Historiquement, la France est devenue une nation sportive après la « claque » des Jeux de Rome de 1960 où le pays n'avait remporté aucun titre olympique. « Maurice Herzog a convaincu De Gaulle de mettre le paquet », relate Julien Sorez, historien, maître de conférences à l’université Paris Nanterre. Équipements, (piscines, pistes d'athlétisme... ), moyens mis dans le système éducatif, mise en œuvre d'une politique pour le sport de haut niveau... Tout date de cette époque. «Cela constitue un héritage qui a notamment permis aux femmes de se mettre au sport, dans le cadre de l'éducation obligatoire. Dans les années 1950, leur pratique était très limitée », poursuit Julien Sorez. Au XXIe siècle, « il était nécessaire de moderniser le dispositif mis en place par De Gaulle », poursuit Vincent Roger, délégué ministériel en charge de la grande cause nationale de 2024,« la promotion de l’activité physique et sportive ».

En fait, les Jeux Olympiques sont destinés à donner un élan à une politique publique renouvelée où le sport sert des enjeux d'inclusion et de santé. Un tournant, aussi, par rapport à une mentalité « très cartésienne » qui dissocie l'esprit et le corps... Plusieurs dispositifs ont été mis en place comme l'augmentation du nombre de places en sport-étude, d'heures de sport au collège et lycée, ou encore la création de l'Agence Nationale du Sport (451,2 millions d'euros de budget en 2022). Cet établissement public a pour mission d'élever le niveau des sportifs de compétition et d'améliorer l'accès à la pratique sportive de tous les Français.

Des appartements et des souvenirs magiques

Au niveau local, Mohamed Gnabaly s'emploie à penser l'héritage des Jeux 2024 sur le long terme, depuis que sa ville s'est trouvée prise dans l'aventure. « Les JO constituent un outil de transformation de notre territoire », explique-t-il. En huit ans de travaux, la commune de l’Île-Saint-Denis, ville défavorisée de 8 000 habitants, a changé de physionomie : aménagement des berges, mur anti-bruit, parc... Le village des athlètes a été conçu en fonction de son usage futur d'habitations. De simples cloisons amovibles adaptent les lieux aux exigences des sportifs. Et le maire a obtenu 7 000 billets pour que ses administrés assistent aux épreuves. Les athlètes qui ont été hébergés dans la ville viendront à la rencontre des habitants. En effet, outre à s'employer à tirer le meilleur héritage matériel possible des Jeux, « Je cherche des souvenirs qui resteront dans la tête des gens », explique l'élu.

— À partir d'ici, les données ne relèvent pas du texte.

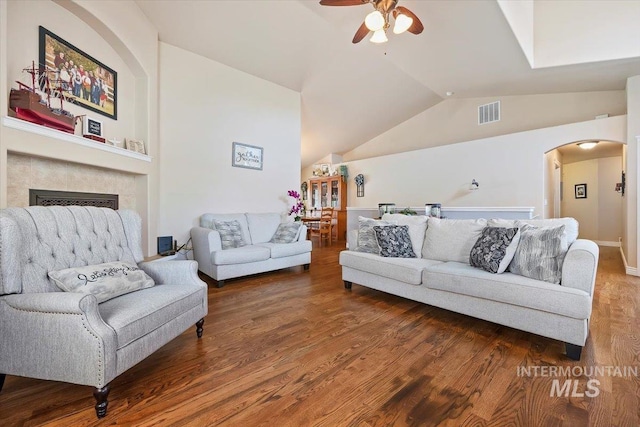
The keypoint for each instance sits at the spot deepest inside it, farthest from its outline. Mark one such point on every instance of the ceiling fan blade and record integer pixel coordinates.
(360, 34)
(416, 27)
(343, 2)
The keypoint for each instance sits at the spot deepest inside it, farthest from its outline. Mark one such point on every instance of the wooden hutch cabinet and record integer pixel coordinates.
(330, 191)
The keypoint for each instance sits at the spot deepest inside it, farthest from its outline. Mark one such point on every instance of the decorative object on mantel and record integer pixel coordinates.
(378, 21)
(246, 156)
(82, 79)
(40, 105)
(115, 142)
(92, 129)
(407, 211)
(298, 205)
(384, 208)
(433, 209)
(135, 145)
(359, 185)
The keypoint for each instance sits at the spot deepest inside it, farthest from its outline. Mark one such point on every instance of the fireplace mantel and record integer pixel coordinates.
(124, 160)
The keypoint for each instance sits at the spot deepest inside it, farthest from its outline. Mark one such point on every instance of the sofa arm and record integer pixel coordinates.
(173, 272)
(303, 233)
(204, 241)
(580, 266)
(63, 333)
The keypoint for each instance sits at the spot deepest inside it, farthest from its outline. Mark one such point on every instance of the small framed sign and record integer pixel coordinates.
(581, 191)
(92, 128)
(246, 156)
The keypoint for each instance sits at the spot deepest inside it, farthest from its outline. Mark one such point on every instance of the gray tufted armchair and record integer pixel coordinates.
(65, 336)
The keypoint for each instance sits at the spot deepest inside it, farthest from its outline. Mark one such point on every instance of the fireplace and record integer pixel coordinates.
(68, 198)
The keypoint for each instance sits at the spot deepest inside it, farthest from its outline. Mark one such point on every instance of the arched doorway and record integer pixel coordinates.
(584, 185)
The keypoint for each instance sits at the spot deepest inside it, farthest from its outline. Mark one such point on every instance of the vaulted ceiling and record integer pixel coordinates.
(352, 93)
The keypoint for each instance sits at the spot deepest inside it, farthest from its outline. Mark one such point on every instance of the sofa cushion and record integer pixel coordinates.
(249, 253)
(282, 250)
(508, 288)
(206, 221)
(262, 226)
(367, 241)
(105, 281)
(394, 241)
(231, 235)
(494, 249)
(540, 253)
(451, 239)
(571, 225)
(287, 232)
(417, 226)
(136, 314)
(408, 270)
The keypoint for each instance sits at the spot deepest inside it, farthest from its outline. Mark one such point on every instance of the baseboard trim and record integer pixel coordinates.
(632, 271)
(606, 243)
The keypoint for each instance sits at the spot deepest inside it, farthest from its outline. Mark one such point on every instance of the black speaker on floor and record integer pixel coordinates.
(165, 245)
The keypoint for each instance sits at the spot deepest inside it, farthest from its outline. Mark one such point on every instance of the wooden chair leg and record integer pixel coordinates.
(101, 395)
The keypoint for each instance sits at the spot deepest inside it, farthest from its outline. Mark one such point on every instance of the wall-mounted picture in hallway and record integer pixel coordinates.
(82, 79)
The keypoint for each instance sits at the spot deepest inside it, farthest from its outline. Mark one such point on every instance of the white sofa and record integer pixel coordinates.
(258, 255)
(559, 311)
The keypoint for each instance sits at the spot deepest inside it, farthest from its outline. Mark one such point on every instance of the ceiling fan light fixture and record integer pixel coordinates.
(587, 145)
(374, 21)
(379, 36)
(403, 22)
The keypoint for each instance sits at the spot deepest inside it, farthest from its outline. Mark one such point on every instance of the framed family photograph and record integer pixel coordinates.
(82, 79)
(246, 156)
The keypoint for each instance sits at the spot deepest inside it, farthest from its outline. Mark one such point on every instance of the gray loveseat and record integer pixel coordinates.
(49, 334)
(255, 254)
(442, 276)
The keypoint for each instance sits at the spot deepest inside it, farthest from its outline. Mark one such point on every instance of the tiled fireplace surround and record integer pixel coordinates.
(26, 172)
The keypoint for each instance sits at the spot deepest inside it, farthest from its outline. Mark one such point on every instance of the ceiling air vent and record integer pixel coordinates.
(489, 113)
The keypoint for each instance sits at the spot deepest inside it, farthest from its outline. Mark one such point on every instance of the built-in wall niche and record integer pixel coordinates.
(33, 128)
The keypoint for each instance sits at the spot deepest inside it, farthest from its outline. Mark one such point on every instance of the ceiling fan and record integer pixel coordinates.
(378, 21)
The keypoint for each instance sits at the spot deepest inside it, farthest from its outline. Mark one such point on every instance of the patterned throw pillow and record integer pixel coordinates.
(230, 233)
(287, 232)
(540, 253)
(495, 249)
(105, 281)
(394, 241)
(366, 237)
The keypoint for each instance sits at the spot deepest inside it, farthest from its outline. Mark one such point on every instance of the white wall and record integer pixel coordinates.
(205, 106)
(116, 33)
(552, 158)
(509, 168)
(456, 120)
(631, 200)
(600, 214)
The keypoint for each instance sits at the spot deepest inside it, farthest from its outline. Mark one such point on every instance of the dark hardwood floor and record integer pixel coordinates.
(294, 348)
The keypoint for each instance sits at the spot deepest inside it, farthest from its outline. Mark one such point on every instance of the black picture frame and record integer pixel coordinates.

Souvenirs d'un moment de fête, de partage...

C'est aussi ce que recherchent les organisateurs des Jeux, avec le déploiement des « sites de célébration » ( fan zone) portés par les collectivités, un peu partout sur le territoire, avec les visites d' athlètes dans diverses villes, comme Saint-Étienne... A Paris, les médaillés se rendront au Trocadéro partager la célébration de leur victoire avec des fans de tous les pays. « Nous souhaitons que les personnes puissent être fières d'avoir accueilli ou participé aux jeux, quelles que soient les modalités de leur participation », explique Delphine Moulin, directrice des Célébrations Paris 2024. Pour Vincent Roger, des jeux réussis, « c'est aussi un moment qui rassemble les Français dans un pays qui est profondément divisé ». Est-ce plausible dans le contexte socio-économique difficile actuel ? Afflux de candidats pour être volontaires, vente de billets et enthousiasme que suscite la « tournée des drapeaux » dans les petites villes donnent bon espoir aux organisateurs.


Un héritage contemporain

Les Jeux Olympiques se colorent des préoccupations de leur temps. Ceux de Paris sont à l'heure de l'inclusion, avec, par exemple, l'égalité femmes/hommes atteinte pour la première fois entre les athlètes. Et de la durabilité, avec l'objectif affiché de réduire l'« impact climatique et environnemental » de l'événement.